The apex court answer with a ‘no’. Taking the case of Modi Rubber vs Continental Carbon as an exemplary one that will settle other such cases, too, a Supreme Court bench comprising Justice MR Shah and Justice CT Ravikumar noted that the submission that unsecured creditors should have an option not to accept the scaled down value of dues “has no substance and cannot be accepted”.

They noted that it is only due to the scaling down of the value of the dues by the creditors does the company survive. The unsecured creditor “cannot be permitted to take the benefit of the revival scheme, which is at the cost of other creditors including the financial institutions and even the labourers”, the Supreme Court said.

IL&FS fails again

When IL&FS Financial Services’ (IFIN) petition for condoning a delay in filing an appeal was dismissed by the Delhi bench of the National Company Law Appellate Tribunal (NCLAT), it was its second failure in its dispute with a company called Empower India Ltd. In the first instance the National Company Law Tribunal (NCLT) threw out its case.

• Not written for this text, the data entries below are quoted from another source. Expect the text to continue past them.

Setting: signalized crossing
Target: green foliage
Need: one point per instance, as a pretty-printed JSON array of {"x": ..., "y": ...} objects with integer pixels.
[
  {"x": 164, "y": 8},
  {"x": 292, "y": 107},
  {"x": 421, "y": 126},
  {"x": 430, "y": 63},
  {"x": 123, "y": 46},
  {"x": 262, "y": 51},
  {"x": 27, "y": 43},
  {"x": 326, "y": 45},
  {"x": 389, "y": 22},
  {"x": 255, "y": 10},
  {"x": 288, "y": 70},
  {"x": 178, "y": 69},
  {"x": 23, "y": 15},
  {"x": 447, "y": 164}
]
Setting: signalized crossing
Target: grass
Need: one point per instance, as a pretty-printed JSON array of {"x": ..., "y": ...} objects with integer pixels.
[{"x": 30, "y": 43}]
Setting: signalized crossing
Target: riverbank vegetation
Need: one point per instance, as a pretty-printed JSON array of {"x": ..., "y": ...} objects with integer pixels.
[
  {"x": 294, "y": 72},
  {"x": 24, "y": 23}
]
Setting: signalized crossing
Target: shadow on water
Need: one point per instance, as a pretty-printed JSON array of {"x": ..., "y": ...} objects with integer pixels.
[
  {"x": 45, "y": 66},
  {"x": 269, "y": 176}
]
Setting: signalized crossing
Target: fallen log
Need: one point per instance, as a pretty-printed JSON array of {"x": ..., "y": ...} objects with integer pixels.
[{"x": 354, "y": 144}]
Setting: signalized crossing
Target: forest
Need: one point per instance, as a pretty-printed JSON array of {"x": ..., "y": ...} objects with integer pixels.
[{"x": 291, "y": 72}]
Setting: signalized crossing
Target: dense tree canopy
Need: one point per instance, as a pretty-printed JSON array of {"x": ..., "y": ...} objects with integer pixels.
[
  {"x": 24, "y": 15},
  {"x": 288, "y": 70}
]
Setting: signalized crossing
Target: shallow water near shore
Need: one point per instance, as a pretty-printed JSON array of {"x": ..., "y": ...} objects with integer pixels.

IFIN had given Empower India Ltd a loan of ₹170 crore for lending to a subsidiary of IL&FS called IL&FS Transport Networks Ltd (ITNL). Empower India Ltd was to receive a fee of around ₹2 crore. ITNL’s business failed and it did not repay the loan to Empower India, which, in turn, did not repay IFIN. When IFIN sued NCLT, Empower India successfully argued that there was neither a debt nor a default, clearly establishing it was only passing on the money from one IL&FS company to another.

It is not clear what prompted IFIN to go on appeal and why it did not file on time. NCLAT Chairperson Ashok Bhushan and Member (Technical) Barun Mitra did not waste time in recording that “the appeal has been filed beyond 15 days’ delay”. Under Section 61 of the Insolvency and Bankruptcy Code, only a 15-day delay is condoned.